A few hours into our trip, still numb from the news that she was gone, I received a frantic phone call from my daughter telling me that our son had fallen in my mom's bathroom and had just had another grandmal seizure.  Driving, hours from home, I was helpless.  Knowing that my turning around would be of no help and that he would sleep off the effects of the seizure, we ventured on.  Breathless. 
  These were the emotions and memories engulfing me that early morning.  I had been going through the motions of life, almost speechless for about a week since we had been home, but somehow in the coolness of this dark morning everything was bubbling to the surface. 
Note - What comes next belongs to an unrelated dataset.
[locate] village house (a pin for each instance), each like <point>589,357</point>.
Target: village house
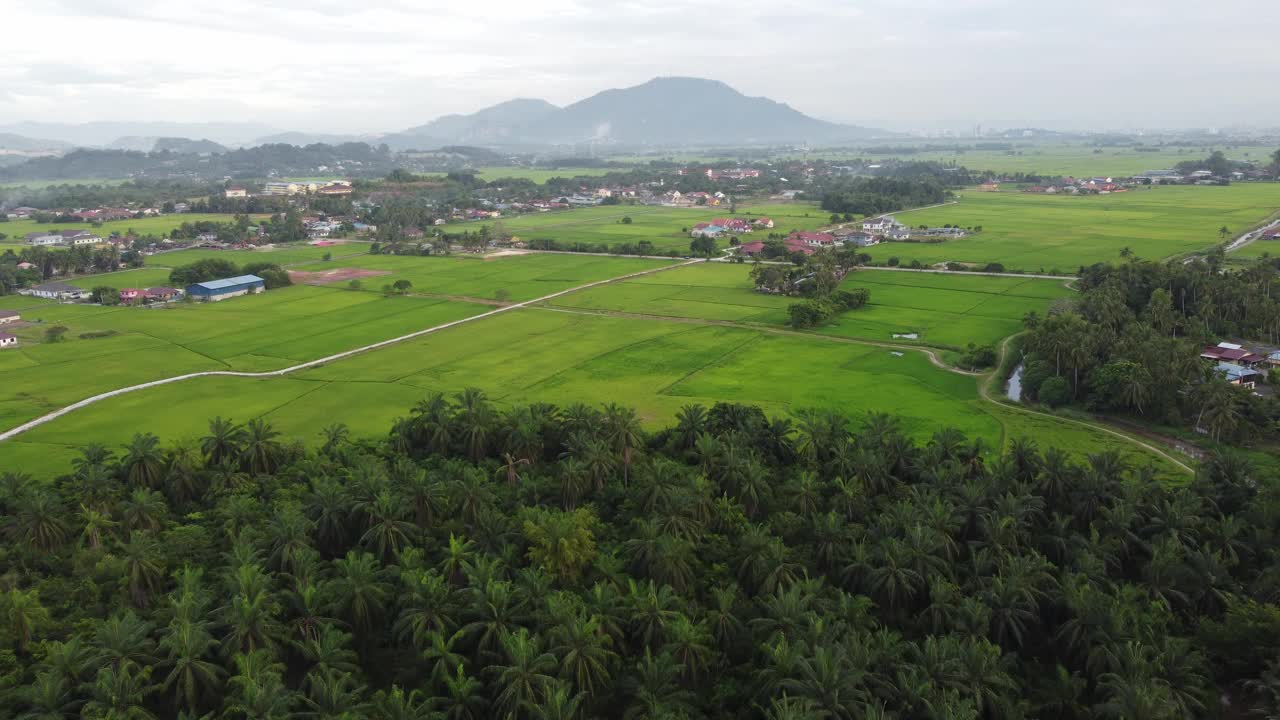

  Living in the country it's normally dark and peaceful in the night, but this darkness didn't even allow me to see the tree line, or make out the drive way.  I began to quietly pray and all I could get out were a few pitiful words: "God, I feel like this is my life right now, do you even know...I know you know, but it doesn't feel like anything but the dark..."
  Suddenly, as if someone reached down and tipped my chin with their hand, I looked up. 
There blazing in the sky like fireworks were the most brilliant stars I had seen in a very long time.  Light, it was a sky full of light.  Verses I had put to memory began to wash over my mind, "He has delivered us from the kingdom of darkness into the kingdom of light", "Thy word is a lamp unto my feet", "I am the light of the world".  Light...I just meditated on light.  When David wrote the Psalms and the "lamp unto my feet and light unto my path" was inspired, David would have experienced many dark nights on the hills watching sheep.  The lights he would have carried would have only lit the path right in front of his feet.  This was all he needed for one step at a time.  This is all we need, faith in the shepherd for one step at a time.
  Standing there in the dark, I felt the distance between myself and the stars, millions of miles away, I remembered how the book of Genesis says, "and He made the stars also", almost as if they were just the sprinkles he threw out with his fingertips.  Those same finger tips are guiding us daily, I couldn't help but to begin a new song in my heart. Realizing that the brightness of the light can be seen best in such darkness, I stood looking up, just one among countless others on the earth.  I was reminded by that still small voice that even in the darkest of moments, as the Psalmist said, "I cried unto the Lord and he heard me."  Thank you God for hearing even me.

Comments

  1. Beautifully said...brought tears to my eyes. Thank you for sharing your heart.